Du côté des associations patronales, le coût de la mesure est jugé disproportionné. Elles évoquent une distorsion de concurrence avec la France voisine et le commerce en ligne. Les représentant·es de Migros et Coop assurent n’avoir procédé à aucun licenciement depuis l’introduction des caisses automatiques: «Le fait que les effectifs soient en recul est dû à la diminution du chiffre d’affaires, auquel la masse salariale est liée en proportion.»

L’unanimité contre lui

Même la Fédération des consommateurs craint que le prix de la taxe ne soit répercuté sur la clientèle. Elle estime au contraire que celle-ci devrait bénéficier d’un rabais puisqu’elle effectue une partie du travail elle-même. «Aucun emploi supplémentaire ne sera créé et cela mettra le secteur du commerce de détail encore plus sous pression par rapport aux achats par internet», résume le PLR Serge Hiltpold dans un rapport expéditif. Il y évoque en passant l’«état d’esprit dogmatique» du premier signataire du projet de loi. Ambiance.

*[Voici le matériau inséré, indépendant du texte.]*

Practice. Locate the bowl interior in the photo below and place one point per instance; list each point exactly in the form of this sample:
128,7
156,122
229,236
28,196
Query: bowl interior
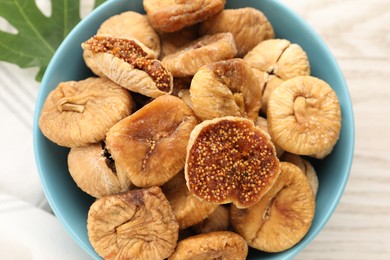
71,205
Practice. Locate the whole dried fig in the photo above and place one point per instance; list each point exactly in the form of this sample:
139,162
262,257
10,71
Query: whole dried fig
138,224
249,27
150,144
283,215
79,113
230,160
225,88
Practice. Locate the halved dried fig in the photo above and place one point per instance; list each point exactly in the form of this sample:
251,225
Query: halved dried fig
225,88
306,167
138,224
216,245
150,144
282,217
249,27
278,60
304,116
133,25
219,220
79,113
188,209
173,15
129,63
94,172
205,50
230,160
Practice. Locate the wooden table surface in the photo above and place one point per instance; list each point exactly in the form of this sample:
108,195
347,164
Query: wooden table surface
358,34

La CGAS relève une «bonne intention» qui «rate sa cible», voire «participerait à la perte de compétitivité du secteur et donc, in fine, à la destruction de postes». La présence des caisses automatiques est bien à mettre en lien avec la diminution des emplois dans le secteur, selon la faitière syndicale. Cependant, elle s’oppose à l’utilisation de la taxe telle que prévue par le projet de loi. D’autant qu’il n’y a aucune possibilité conventionnelle pour les salarié·es de bénéficier de formation continue. Et de suggérer d’autres pistes de réflexion pour le produit de la taxe, notamment une baisse du temps de travail sans réduction de salaire.

Roger Deneys défend-il à tout prix des emplois considérés par d’aucuns comme aliénants? «Quand ces caisses ont été installées, les autorités n’ont pas bronché. Des années après, toujours rien. Ce n’est pas l’idéal, mais quelle alternative propose-t-on à ces salariés, souvent des femmes à temps partiel avec des charges de famille?»

En commission, le texte a été rejeté par 6 voix (la droite) contre 5 (la gauche) et 3 abstentions (le MCG). A voir si le même sort lui sera réservé en plénière. Au-delà des maladresses du texte, l’enjeu de société sous-jacent est bien réel.